Clearly not. When ShareAction, speaking for $1.4 trillion in assets, shows up at your AGM to demand a meeting, and 8% of shareholders vote against your re-election, the market is telling you something.
Is 8% actually significant in this context?
In corporate governance terms, yes. Board chairs at major banks are almost never seriously challenged. Getting waved through with 99% is the norm. Losing 8% is the equivalent of a loud knock on the door.
What about the singing protesters — does that kind of disruption actually move anything?
Probably not directly. But it sets a tone and generates coverage. The real pressure came from the institutional investors in suits, not the T-shirts. Both were in the room, which is itself unusual.
The chair started his career at BP. Does that matter?
He raised it himself, almost preemptively — 'a geologist by background.' Whether it's relevant or just biographical color, it's the kind of detail that doesn't go unnoticed in a room full of climate-focused shareholders.
The union angle felt separate from the climate story. Is it?

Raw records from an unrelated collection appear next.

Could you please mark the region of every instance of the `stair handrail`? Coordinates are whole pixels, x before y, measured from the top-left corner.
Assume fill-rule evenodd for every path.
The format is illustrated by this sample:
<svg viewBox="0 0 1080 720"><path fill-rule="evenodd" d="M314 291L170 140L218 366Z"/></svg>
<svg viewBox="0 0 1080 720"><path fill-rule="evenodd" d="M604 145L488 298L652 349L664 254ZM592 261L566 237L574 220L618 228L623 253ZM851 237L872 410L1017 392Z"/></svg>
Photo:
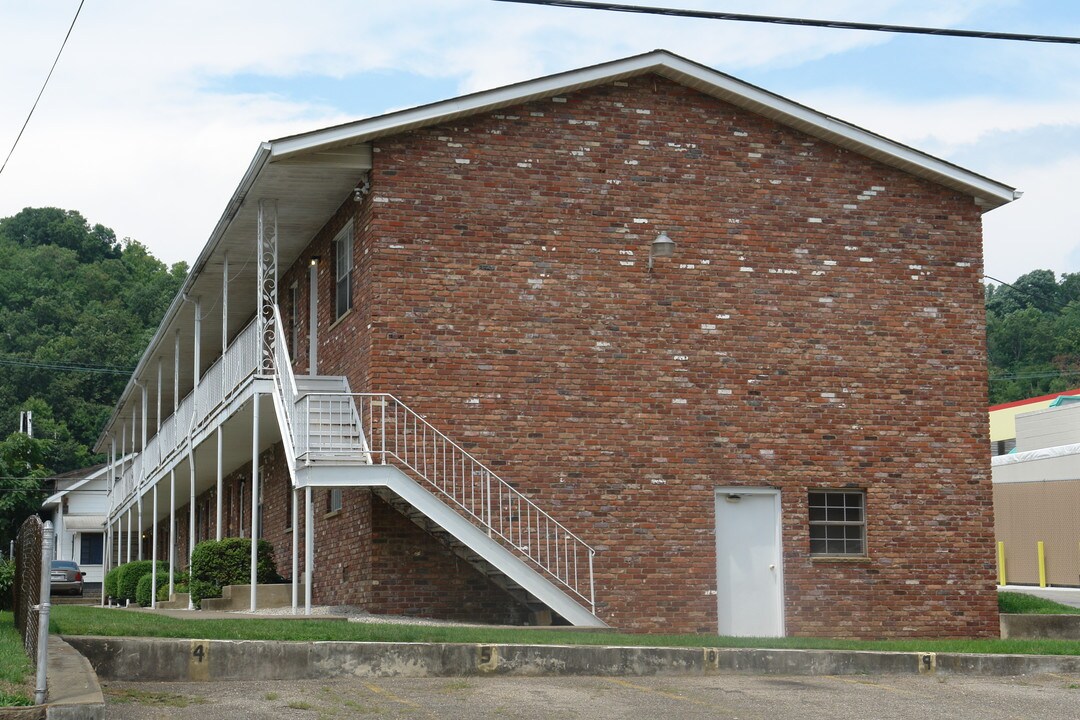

On the surface, yes. But both threads are about the same question: who benefits when a bank does well? Workers watching executive pay rise while they visit food banks, and investors watching climate commitments erode — they're both asking what the institution is actually for.
What would it look like if the investor meeting in three months actually produced results?
NatWest would need to reinstate something close to the lending restrictions it dropped — requiring transition plans or emissions disclosure from oil and gas borrowers. Anything short of that will be read as window dressing.